While there have been some lean times, Conner says most farm co-ops are very strong financially, “Co-ops are doing business in large quantities to meet the demands of their farmer customers and returning record dividends to their members.” He added that the basic goal of co-ops — to serve and bring value to their farmer customers and members — has not changed, “That is what we are still all about, serving farmers.”
Farmer co-ops began as a way to provide inputs to their members at lower costs. Today, they operate in a global market but still maintain that function of providing inputs to their farmer members. “Now many of those inputs come from around the world,” Conner told HAT. “Fertilizer, for example, is delivered to farmers in the US from all over the world.” He added that co-ops help farmers do together what they could not accomplish on their own.

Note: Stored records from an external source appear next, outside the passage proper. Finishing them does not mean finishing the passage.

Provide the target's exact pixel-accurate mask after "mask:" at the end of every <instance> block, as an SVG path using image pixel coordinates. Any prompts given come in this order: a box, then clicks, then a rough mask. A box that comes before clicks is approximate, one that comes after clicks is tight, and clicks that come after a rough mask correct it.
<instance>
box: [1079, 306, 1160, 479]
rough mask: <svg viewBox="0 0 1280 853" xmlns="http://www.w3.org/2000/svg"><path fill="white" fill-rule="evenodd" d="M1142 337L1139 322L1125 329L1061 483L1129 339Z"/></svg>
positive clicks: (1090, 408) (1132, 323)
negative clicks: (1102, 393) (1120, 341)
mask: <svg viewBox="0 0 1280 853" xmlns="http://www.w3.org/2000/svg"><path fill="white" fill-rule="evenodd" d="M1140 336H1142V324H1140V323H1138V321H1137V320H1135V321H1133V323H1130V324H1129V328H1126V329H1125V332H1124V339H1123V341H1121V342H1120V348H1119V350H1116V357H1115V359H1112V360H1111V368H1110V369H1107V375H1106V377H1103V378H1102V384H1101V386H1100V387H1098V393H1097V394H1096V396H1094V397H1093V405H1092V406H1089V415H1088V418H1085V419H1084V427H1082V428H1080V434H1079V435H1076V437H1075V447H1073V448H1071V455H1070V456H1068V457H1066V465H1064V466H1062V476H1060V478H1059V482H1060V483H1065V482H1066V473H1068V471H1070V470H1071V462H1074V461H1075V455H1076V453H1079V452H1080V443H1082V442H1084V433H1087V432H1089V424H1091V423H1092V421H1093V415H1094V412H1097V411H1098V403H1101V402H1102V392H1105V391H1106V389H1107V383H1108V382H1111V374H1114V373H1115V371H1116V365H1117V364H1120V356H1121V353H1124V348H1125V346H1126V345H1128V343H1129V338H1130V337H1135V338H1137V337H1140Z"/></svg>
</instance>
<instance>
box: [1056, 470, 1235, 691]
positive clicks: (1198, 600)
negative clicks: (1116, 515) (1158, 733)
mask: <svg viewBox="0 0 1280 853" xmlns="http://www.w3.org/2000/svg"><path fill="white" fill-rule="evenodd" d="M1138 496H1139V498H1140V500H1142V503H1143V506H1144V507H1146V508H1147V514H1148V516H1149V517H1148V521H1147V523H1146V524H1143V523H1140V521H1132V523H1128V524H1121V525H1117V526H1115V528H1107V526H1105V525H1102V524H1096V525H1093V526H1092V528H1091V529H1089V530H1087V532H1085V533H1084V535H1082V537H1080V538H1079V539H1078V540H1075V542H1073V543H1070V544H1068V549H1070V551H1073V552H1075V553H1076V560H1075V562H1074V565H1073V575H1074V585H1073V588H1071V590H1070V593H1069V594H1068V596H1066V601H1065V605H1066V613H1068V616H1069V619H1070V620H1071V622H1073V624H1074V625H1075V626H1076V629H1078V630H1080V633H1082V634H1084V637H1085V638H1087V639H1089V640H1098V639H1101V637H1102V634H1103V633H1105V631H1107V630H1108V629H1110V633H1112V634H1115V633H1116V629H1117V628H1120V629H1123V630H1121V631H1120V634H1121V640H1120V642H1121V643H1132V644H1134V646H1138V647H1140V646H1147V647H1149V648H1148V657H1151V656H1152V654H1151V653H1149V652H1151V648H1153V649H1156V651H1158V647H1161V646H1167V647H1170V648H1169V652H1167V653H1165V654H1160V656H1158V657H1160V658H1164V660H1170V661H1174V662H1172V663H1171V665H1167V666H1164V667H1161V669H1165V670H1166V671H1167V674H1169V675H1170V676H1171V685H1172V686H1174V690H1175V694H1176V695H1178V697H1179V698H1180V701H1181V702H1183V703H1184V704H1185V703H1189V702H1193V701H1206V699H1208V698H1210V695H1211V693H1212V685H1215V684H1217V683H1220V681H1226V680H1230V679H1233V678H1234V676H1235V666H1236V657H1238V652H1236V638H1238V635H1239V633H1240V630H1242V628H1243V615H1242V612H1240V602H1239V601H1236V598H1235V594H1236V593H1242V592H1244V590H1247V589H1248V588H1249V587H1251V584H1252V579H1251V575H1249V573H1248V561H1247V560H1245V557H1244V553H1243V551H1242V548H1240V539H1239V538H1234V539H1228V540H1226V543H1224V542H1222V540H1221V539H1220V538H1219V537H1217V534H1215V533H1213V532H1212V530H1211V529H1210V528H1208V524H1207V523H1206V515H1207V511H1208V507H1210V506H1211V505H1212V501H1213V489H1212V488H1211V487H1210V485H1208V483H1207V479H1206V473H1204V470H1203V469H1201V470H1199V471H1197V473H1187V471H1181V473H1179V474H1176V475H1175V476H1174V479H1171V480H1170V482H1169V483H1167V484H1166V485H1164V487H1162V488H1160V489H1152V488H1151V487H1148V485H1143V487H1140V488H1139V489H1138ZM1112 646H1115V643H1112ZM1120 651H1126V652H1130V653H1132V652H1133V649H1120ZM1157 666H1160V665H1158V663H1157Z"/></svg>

The Year of the Farmer Co-op will showcase how America’s farmer-owned businesses enable their producer-members to thrive in a global marketplace; how they create jobs and economic growth across rural America; and how they provide consumers with a safe, abundant, and affordable supply of food and fiber. As our part of IYC, the National Council of Farmer Cooperatives is celebrating 2012 as the Year of the Farmer Co-op. Over the course of the year, NCFC and our members will highlight the role that farmer-owned co-ops play in giving family farmers across the country an ownership stake in the food and agriculture system from the farm gate all the way to grocery store shelves.